Allein in der sächsischen Landeshauptstadt Dresden gingen bis zu 25.000 Menschen auf die Straße und versuchten rhetorisch mit dem Slogan "Wir sind das Volk" gezielt an die Tradition der friedlichen Revolution in der DDR anzuknüpfen. Pegida-Proteste gibt es zwar auch 2022 noch, die Resonanz ist jedoch bescheiden: Mehr als 200 Menschen nehmen selten teil.

Corona-Protest als "Spaziergang" getarnt

Eine Massenbewegung etablierte sich hingegen vorübergehend auf dem Höhepunkt der Corona-Pandemie. Auch die als "Spaziergang" bezeichneten Proteste gegen die Politik der Bundesregierung zur Eindämmung der Virus-Krankheit fanden stets montags statt. Mit sinkenden Infektionszahlen und dem Wegfall fast aller Beschränkungen wie Maskenpflicht in Geschäften, Kinos oder Konzertsälen ist aber auch diese Abwandlung der Montagsdemos abgeebbt.

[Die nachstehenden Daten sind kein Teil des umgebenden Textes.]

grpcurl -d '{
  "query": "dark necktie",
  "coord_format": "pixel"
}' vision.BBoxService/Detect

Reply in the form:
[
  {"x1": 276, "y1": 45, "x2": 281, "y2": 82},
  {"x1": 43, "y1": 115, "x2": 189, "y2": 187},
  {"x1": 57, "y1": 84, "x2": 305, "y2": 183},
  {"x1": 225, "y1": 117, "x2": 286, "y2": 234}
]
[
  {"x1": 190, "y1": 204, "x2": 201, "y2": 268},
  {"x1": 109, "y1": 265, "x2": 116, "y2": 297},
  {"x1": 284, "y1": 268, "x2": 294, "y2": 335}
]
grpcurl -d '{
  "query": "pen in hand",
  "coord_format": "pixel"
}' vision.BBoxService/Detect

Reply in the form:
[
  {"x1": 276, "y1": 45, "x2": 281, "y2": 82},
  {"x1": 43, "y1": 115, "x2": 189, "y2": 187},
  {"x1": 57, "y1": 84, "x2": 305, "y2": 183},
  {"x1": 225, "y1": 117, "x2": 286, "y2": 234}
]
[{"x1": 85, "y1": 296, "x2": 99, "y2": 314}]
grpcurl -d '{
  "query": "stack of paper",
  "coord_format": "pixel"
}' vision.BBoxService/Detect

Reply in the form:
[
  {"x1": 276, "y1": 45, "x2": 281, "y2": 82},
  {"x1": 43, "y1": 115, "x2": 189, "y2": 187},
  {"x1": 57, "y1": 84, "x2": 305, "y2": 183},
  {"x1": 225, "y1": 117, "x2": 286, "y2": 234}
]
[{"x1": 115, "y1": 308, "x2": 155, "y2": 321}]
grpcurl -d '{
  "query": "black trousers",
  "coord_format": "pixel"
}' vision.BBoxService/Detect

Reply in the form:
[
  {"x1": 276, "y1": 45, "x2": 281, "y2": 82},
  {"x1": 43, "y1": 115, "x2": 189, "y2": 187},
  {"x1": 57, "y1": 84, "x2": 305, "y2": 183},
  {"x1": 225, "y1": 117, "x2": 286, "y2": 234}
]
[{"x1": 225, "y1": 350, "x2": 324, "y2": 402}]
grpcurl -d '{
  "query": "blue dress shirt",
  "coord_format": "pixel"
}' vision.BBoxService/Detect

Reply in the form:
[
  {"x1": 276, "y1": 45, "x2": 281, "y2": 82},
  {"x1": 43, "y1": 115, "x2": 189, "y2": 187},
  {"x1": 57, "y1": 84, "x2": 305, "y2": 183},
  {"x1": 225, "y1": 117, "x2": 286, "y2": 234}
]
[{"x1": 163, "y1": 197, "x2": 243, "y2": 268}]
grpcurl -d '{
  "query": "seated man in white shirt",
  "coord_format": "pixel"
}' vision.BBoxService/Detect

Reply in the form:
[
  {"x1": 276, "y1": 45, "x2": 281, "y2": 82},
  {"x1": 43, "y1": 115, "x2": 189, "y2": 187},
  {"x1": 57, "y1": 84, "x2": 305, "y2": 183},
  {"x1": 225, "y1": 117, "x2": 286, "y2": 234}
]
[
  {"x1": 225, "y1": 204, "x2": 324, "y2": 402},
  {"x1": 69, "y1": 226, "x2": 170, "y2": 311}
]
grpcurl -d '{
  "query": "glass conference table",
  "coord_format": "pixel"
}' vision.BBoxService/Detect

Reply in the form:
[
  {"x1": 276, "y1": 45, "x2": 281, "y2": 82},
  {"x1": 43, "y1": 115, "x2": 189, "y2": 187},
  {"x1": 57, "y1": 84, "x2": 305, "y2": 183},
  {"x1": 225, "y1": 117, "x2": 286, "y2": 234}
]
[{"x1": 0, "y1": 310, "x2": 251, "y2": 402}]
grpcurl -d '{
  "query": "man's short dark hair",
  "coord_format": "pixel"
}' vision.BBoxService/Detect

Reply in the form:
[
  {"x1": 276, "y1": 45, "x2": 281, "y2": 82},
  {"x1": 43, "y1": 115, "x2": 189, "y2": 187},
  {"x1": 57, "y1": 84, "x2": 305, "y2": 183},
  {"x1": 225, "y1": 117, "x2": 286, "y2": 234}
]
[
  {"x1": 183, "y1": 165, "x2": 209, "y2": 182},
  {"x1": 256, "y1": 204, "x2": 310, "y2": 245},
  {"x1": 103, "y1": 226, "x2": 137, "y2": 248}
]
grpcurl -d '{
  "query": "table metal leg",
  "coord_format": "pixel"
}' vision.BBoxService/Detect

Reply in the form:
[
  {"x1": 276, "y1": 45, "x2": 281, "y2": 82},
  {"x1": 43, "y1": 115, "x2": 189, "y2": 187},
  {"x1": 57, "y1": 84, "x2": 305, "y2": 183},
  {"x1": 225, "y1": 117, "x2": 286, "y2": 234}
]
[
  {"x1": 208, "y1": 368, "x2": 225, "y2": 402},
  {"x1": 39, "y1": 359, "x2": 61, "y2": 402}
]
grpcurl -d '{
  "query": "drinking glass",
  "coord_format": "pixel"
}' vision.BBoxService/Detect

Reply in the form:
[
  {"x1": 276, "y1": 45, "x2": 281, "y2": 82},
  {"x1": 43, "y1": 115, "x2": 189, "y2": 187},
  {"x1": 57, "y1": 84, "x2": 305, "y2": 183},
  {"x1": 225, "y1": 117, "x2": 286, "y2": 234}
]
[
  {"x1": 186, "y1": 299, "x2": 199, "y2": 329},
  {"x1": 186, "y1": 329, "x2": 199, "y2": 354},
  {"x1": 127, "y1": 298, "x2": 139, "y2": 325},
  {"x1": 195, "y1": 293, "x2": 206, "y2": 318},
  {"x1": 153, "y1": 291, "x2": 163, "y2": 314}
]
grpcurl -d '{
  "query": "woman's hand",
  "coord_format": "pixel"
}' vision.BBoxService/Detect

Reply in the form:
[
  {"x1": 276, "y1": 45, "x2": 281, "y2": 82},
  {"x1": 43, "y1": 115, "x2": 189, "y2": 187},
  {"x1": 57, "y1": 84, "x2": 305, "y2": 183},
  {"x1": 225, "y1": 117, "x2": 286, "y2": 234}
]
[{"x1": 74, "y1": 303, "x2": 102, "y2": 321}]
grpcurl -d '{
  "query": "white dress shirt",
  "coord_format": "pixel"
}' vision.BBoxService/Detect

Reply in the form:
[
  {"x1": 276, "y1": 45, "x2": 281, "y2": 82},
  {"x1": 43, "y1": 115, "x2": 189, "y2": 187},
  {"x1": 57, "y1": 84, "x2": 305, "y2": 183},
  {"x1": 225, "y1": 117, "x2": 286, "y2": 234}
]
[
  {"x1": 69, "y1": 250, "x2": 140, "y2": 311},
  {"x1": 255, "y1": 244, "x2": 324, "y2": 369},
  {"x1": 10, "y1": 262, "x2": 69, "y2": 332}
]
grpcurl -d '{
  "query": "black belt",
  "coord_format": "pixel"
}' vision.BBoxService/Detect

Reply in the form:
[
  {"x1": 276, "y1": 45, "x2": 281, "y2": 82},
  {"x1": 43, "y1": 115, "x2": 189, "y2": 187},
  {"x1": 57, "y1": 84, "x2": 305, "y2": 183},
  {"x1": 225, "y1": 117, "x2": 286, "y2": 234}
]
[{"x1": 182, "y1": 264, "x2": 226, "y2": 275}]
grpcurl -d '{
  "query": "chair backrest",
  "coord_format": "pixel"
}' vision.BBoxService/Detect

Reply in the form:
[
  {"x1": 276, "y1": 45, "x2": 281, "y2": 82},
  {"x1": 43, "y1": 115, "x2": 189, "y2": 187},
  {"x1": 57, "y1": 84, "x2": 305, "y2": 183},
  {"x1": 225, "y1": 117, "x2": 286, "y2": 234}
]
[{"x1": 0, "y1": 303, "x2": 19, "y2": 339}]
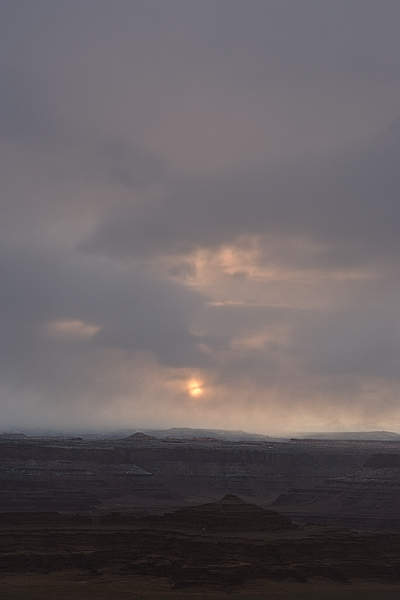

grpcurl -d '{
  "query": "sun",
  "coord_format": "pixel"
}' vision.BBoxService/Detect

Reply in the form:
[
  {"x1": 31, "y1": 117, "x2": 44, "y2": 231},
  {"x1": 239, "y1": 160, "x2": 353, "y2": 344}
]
[{"x1": 187, "y1": 379, "x2": 204, "y2": 398}]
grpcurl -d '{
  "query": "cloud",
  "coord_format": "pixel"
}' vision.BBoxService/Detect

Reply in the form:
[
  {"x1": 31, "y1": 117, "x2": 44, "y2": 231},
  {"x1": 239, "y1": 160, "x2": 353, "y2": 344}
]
[{"x1": 0, "y1": 0, "x2": 400, "y2": 433}]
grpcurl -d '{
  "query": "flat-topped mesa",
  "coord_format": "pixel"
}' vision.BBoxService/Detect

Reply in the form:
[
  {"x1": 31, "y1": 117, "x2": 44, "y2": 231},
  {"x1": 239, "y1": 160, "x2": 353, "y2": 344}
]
[{"x1": 159, "y1": 494, "x2": 297, "y2": 533}]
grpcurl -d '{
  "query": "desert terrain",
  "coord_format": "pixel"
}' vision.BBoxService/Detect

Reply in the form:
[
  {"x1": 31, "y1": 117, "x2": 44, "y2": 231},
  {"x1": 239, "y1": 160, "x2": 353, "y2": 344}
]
[{"x1": 0, "y1": 432, "x2": 400, "y2": 600}]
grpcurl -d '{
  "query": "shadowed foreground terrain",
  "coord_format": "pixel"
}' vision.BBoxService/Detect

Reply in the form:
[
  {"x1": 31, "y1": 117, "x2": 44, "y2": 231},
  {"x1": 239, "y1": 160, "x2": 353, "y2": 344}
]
[{"x1": 0, "y1": 495, "x2": 400, "y2": 600}]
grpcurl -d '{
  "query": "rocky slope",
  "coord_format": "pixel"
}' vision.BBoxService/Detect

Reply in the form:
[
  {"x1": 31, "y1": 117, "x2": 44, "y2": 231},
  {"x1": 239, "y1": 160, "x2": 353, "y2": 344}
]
[{"x1": 0, "y1": 495, "x2": 400, "y2": 590}]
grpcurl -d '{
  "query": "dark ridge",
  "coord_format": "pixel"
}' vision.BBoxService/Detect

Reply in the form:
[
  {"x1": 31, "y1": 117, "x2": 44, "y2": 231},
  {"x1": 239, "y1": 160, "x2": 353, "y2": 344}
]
[
  {"x1": 144, "y1": 494, "x2": 297, "y2": 531},
  {"x1": 365, "y1": 454, "x2": 400, "y2": 469}
]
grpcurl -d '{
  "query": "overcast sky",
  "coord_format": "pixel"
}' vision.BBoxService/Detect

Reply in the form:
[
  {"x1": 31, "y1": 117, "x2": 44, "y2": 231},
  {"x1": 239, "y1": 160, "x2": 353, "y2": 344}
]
[{"x1": 0, "y1": 0, "x2": 400, "y2": 434}]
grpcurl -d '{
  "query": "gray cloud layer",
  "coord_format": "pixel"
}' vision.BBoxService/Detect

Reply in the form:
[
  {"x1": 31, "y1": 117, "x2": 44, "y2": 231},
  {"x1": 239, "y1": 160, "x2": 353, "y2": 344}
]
[{"x1": 0, "y1": 0, "x2": 400, "y2": 432}]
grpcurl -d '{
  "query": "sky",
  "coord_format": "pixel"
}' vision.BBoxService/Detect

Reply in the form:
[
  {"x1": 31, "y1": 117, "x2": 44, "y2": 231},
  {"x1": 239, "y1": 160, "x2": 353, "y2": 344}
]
[{"x1": 0, "y1": 0, "x2": 400, "y2": 435}]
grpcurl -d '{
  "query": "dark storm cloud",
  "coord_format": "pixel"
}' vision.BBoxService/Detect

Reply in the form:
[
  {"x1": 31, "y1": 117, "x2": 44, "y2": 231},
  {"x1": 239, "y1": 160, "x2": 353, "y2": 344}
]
[{"x1": 0, "y1": 246, "x2": 209, "y2": 394}]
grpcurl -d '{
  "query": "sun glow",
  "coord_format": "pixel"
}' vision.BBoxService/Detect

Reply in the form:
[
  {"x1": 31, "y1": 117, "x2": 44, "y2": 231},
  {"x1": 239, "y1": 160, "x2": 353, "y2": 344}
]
[{"x1": 187, "y1": 379, "x2": 204, "y2": 398}]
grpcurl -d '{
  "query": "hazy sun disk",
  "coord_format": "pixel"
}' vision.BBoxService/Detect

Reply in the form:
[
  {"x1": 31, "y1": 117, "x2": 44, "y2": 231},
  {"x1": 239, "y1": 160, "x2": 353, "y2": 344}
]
[{"x1": 188, "y1": 379, "x2": 204, "y2": 398}]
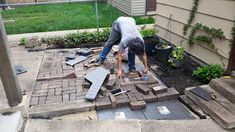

Eine große Menschenmenge läuft während einer Corona-Demo abends durch beleuchtete Straße in Nürnberg
Als "Spaziergang" bezeichnen die Teilnehmer auf Corona-Demos wie hier in Nürnberg ihre MontagsdemosBild: Daniel Vogl/dpa/picture alliance

Nun soll jeden Montag gegen ständig steigende Kosten in fast allen Lebensbereichen protestiert werden. Politik und Sicherheitsbehörden stellen sich auf einen "heißen Herbst" ein. Einen heißen Herbst mit regelmäßigen Protestveranstaltungen gegen die Folgen der Inflation und die Politik der Bundesregierung. Montagsdemos haben also wieder Konjunktur. Und der Streit über den vermeintlichen oder tatsächlichen Missbrauch des Originals aus dem Herbst 1989 wird wohl weitergehen.